If you look carefully at the story, you will see that in several important ways it parallels the Last Supper narratives, the accounts of the institution of the Eucharist which we find in the other gospel writers but not in John. First, this miraculous feeding happens at the time of the Passover. There is at least the suggestion that this miraculous meal is a new Passover, the Passover of a new dispensation. Then there are the details that John very carefully gives us gives us. The gifts are passed from the people to Christ, who accepts them, gives thanks, and returns them to the people, all of whom are invited to eat. This follows, with remarkable closeness, the familiar words of institution: “he took bread, and when he had given thanks, he broke it and gave it to them, saying, eat ye all of this…” The only detail missing is |Christ’s identification of himself with the food: “for this is my body…” But in John that comes later, in verse 35 of the same chapter: “Jesus said to them ‘I and the bread of life.’” One might even see something of Eucharistic practice in the careful gathering of the remnants: then, as now, there is an obligation that “nothing may be lost.”

This story is, then, from one point of view, John’s account of the institution of the Eucharist. But it is also, and more importantly, an enactment of Christ’s relation to the world and to us. Notice where the story starts from: it begins with human need—these people are hungry—and from human insufficiency—what they have is not enough to feed them. That on the one side. But on the other side—that of Christ—there is no great wealth, no magical cornucopia of gifts which the God will shower on these devotees. If the people have little, Christ has nothing at all. But this man, whose poverty is greater than that of the people sitting around him, takes the little that they have and returns it to them as fullness.

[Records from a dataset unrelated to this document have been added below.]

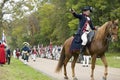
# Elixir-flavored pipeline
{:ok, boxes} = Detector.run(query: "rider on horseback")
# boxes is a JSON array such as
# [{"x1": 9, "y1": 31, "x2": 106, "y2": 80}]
[{"x1": 70, "y1": 6, "x2": 96, "y2": 59}]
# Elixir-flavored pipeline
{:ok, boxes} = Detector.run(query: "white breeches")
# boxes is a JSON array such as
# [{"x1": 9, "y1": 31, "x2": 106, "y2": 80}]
[
  {"x1": 82, "y1": 55, "x2": 90, "y2": 66},
  {"x1": 81, "y1": 32, "x2": 89, "y2": 45}
]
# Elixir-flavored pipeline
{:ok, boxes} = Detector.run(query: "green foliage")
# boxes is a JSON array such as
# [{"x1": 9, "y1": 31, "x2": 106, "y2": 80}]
[
  {"x1": 5, "y1": 0, "x2": 120, "y2": 50},
  {"x1": 0, "y1": 58, "x2": 52, "y2": 80}
]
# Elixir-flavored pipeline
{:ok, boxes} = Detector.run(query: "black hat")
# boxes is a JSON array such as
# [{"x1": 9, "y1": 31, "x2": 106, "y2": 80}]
[{"x1": 82, "y1": 6, "x2": 93, "y2": 12}]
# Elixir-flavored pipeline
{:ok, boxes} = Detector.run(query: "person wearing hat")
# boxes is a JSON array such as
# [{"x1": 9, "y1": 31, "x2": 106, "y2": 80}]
[{"x1": 70, "y1": 6, "x2": 96, "y2": 59}]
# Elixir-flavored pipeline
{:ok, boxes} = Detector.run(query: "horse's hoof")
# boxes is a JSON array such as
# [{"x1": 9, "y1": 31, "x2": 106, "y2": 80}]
[
  {"x1": 64, "y1": 76, "x2": 68, "y2": 80},
  {"x1": 103, "y1": 77, "x2": 107, "y2": 80},
  {"x1": 73, "y1": 77, "x2": 78, "y2": 80}
]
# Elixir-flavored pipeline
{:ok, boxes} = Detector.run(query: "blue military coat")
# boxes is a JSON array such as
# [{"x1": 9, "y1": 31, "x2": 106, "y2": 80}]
[{"x1": 73, "y1": 13, "x2": 95, "y2": 34}]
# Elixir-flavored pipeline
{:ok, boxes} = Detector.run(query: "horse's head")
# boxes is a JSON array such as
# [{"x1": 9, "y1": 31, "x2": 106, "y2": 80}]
[{"x1": 110, "y1": 19, "x2": 119, "y2": 42}]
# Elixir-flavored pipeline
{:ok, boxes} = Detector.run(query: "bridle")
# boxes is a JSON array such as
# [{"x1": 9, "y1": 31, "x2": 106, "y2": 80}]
[{"x1": 106, "y1": 23, "x2": 118, "y2": 42}]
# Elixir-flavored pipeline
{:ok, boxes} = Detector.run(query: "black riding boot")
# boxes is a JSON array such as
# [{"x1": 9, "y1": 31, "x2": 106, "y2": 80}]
[{"x1": 80, "y1": 45, "x2": 85, "y2": 60}]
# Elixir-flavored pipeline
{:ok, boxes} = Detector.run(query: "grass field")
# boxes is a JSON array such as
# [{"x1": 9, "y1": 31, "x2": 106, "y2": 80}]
[
  {"x1": 96, "y1": 53, "x2": 120, "y2": 68},
  {"x1": 0, "y1": 58, "x2": 52, "y2": 80}
]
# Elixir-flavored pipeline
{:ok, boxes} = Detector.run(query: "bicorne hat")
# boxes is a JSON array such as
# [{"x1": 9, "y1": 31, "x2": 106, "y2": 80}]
[{"x1": 82, "y1": 6, "x2": 93, "y2": 12}]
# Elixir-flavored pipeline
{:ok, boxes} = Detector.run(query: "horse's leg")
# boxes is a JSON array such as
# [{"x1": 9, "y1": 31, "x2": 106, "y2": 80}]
[
  {"x1": 71, "y1": 54, "x2": 79, "y2": 80},
  {"x1": 101, "y1": 55, "x2": 108, "y2": 80},
  {"x1": 64, "y1": 57, "x2": 71, "y2": 79},
  {"x1": 91, "y1": 55, "x2": 96, "y2": 80}
]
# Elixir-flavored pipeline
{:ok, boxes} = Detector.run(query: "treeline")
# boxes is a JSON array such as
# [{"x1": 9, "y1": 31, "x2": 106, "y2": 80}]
[{"x1": 3, "y1": 0, "x2": 120, "y2": 50}]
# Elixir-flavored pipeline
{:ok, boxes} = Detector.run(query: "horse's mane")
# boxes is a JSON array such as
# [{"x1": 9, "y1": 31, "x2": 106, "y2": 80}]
[{"x1": 96, "y1": 21, "x2": 110, "y2": 39}]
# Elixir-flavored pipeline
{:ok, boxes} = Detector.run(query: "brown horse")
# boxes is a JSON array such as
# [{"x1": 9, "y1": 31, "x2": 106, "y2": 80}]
[{"x1": 56, "y1": 20, "x2": 118, "y2": 80}]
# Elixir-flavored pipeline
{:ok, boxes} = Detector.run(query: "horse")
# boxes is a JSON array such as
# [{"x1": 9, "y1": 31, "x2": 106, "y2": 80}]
[{"x1": 55, "y1": 19, "x2": 119, "y2": 80}]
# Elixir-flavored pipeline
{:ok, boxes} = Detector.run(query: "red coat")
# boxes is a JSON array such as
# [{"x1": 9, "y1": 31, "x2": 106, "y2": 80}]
[{"x1": 0, "y1": 44, "x2": 6, "y2": 64}]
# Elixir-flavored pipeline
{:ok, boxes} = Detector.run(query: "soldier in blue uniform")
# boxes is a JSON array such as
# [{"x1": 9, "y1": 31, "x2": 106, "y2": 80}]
[
  {"x1": 22, "y1": 44, "x2": 31, "y2": 64},
  {"x1": 70, "y1": 6, "x2": 95, "y2": 56}
]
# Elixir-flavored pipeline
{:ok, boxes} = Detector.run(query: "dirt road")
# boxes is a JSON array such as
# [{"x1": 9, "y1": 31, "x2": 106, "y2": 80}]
[{"x1": 23, "y1": 58, "x2": 120, "y2": 80}]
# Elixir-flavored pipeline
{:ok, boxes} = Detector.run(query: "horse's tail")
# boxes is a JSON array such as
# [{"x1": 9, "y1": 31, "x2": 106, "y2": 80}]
[{"x1": 55, "y1": 46, "x2": 65, "y2": 72}]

That, of course, is implausible, impossible, against every standard of rationality. And that is John’s point. This gospel was not written by a primitive peasant gullibly recounting fantastic tales about a man whom he had, in retrospect, made into a god. It was written by someone who had spent a long lifetime reflecting on the wealth of Christ: on how it could be that this impoverished, defeated preacher could, in truth, be the life of the world. And he had come to see that the impossibility of it all was the key, that in that impossibility the true being of Christ was revealed. John could not explain what happened on that afternoon any more than we can, except to be sure that what Jesus had to offer was his poverty, his emptiness before God; an emptiness that allowed God to fill him entirely and so made him the means by which God’s life, in its fullness, flowed into the world.

The impossibility of this miracle story is not there to display the power of Christ, as though he were some magician. It is there to show that at the point of impossibility God’s wealth enters our lives. When we can see no rational way through; when all the possibilities have been closed to us; when we are left with our inadequacy, with a hunger that we have no way of feeding, then we shall know what it means for Christ to say, as he does later in this chapter: “I am the bread of life; he who comes to me shall not hunger, and he who believes in me shall never thirst.” Amen.